The management of a patient with chest trauma is best undertaken using the Advanced Trauma Life Support (ATLS) protocol. The primary survey should assess for the conditions that require immediate intervention, which are tension pneumothorax, open pneumothorax, flail chest, massive haemothorax and cardiac tamponade [1]. The immediate goals should be securing a patent airway, achieving oxygen saturations of ≥94%, gaining large bore intravenous access, providing fluids to support end organ function, conducting relevant haematological and radiological investigations, and the provision of spinal protective measures [2].

The frequency of penetrating thoracic injuries varies between geographical regions with rural and urban hospitals often having similar levels of mortality [3]. For patients who survive the initial injury, the most important predictor of mortality is distance or time to receiving adequate treatment [4]. This has been achieved, in part, by the generation of trauma referral networks where patients admitted to rural hospitals can be transferred to larger centres to receive specialist care [5].

An extensive search of the literature revealed no prior reported cases of penetrating thoracic trauma from solar powered garden lights. Regardless of the penetrating object, the initial management of chest trauma should be informed by the ATLS [1].

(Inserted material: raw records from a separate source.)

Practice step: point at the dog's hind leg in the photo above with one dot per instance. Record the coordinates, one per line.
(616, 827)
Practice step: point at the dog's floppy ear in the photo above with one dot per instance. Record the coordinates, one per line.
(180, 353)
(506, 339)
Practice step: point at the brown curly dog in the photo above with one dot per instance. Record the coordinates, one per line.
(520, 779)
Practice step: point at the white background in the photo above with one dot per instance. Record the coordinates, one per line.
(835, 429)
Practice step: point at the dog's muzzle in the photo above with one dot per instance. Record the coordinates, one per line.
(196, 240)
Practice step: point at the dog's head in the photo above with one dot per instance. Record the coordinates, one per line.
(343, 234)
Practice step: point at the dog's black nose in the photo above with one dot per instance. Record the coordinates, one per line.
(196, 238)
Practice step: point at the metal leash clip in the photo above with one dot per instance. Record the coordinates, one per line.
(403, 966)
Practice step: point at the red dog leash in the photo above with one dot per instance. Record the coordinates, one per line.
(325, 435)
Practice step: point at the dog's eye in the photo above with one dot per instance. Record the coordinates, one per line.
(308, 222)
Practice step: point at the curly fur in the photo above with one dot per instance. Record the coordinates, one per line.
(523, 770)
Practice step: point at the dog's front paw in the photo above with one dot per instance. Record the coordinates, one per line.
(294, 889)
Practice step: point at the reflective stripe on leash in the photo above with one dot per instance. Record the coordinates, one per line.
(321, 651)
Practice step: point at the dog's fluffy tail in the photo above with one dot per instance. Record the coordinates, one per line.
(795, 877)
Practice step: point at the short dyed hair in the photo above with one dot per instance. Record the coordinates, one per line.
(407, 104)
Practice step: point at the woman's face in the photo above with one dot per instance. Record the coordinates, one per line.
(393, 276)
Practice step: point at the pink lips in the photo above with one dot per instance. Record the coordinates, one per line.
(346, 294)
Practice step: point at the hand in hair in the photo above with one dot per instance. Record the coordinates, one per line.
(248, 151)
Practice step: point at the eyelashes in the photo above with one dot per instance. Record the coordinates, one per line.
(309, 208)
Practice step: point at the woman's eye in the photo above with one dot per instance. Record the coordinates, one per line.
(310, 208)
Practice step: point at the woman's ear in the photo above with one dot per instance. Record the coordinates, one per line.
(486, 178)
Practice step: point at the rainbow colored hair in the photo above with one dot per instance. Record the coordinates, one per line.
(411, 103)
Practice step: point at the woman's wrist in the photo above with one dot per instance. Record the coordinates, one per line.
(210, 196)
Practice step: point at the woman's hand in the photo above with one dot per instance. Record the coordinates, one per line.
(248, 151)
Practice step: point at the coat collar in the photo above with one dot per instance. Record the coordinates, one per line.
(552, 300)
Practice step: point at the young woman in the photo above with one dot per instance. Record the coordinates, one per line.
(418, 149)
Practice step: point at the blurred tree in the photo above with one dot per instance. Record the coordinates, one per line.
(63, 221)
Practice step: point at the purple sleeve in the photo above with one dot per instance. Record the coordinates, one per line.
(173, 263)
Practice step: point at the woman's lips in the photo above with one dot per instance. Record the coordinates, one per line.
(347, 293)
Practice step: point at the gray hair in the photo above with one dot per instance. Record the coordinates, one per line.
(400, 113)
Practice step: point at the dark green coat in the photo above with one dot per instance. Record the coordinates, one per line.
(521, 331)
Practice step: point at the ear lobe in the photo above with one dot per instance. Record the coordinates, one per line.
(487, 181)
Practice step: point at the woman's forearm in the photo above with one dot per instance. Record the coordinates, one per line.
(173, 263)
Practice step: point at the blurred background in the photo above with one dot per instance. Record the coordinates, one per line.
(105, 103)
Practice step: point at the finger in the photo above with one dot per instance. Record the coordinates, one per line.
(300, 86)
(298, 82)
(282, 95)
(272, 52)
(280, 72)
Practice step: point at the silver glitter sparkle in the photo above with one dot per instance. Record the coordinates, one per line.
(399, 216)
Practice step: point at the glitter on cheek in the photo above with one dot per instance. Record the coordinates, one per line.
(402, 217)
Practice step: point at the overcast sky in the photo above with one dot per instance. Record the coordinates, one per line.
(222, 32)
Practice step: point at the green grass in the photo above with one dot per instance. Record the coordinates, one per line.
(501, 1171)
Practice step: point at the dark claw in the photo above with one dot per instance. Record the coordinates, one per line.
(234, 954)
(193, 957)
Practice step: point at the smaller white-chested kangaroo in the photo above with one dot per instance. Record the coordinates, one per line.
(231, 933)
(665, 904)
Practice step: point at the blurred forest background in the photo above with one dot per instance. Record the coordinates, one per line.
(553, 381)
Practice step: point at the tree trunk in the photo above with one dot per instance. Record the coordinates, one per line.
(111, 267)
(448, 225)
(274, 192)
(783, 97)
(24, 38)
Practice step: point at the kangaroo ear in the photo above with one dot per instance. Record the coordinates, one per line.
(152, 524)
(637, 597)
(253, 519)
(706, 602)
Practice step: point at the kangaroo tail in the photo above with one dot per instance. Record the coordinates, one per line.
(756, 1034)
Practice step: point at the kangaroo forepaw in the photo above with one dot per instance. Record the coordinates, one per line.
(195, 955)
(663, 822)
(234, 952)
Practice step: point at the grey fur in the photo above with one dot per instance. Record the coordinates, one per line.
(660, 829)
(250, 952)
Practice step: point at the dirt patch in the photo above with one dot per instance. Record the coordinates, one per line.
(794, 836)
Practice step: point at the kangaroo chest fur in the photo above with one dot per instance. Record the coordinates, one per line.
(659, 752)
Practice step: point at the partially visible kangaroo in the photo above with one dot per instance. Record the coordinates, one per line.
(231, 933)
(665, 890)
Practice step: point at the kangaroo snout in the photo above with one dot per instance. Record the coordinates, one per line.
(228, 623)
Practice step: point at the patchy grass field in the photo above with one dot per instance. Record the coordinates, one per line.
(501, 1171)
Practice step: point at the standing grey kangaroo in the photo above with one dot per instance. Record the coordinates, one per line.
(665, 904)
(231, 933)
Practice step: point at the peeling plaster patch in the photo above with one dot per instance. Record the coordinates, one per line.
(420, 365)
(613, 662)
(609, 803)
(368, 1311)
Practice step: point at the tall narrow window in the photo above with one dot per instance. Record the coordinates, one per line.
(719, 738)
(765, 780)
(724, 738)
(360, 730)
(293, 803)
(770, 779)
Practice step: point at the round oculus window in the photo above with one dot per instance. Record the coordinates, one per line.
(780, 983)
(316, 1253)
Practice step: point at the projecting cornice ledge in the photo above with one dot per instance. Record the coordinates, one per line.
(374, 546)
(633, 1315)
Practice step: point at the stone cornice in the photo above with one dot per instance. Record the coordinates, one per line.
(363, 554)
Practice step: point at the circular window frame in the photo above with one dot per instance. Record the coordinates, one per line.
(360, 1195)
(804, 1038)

The management of retained foreign bodies follows similar ATLS principles but carry their own specific management challenges. They require careful assessment and surgical planning to be undertaken prior to the removal of a retained object, as unplanned extraction is associated with increased morbidity and mortality [6]. The removal of any retained foreign body that penetrates a cavity should be removed under direct vision.

Self-inflicted stab wounds are a well-recognized, but uncommon, method of suicide accounting for <2% of all suicides in Australia [7]. Analysis of patients who intentionally stabbed themselves reveals two distinct groups: the first is intoxicated young males who suffer from antisocial personality disorders without clear intent to end their lives; the second group includes those suffering from acute psychotic illnesses and are intentionally attempting to end their lives [8]. A significant number of patients who present post self-inflicted stabbing suffer from a psychotic illness. They are more likely to have injuries to the chest or abdomen as opposed to patients with other psychiatric disorders [9].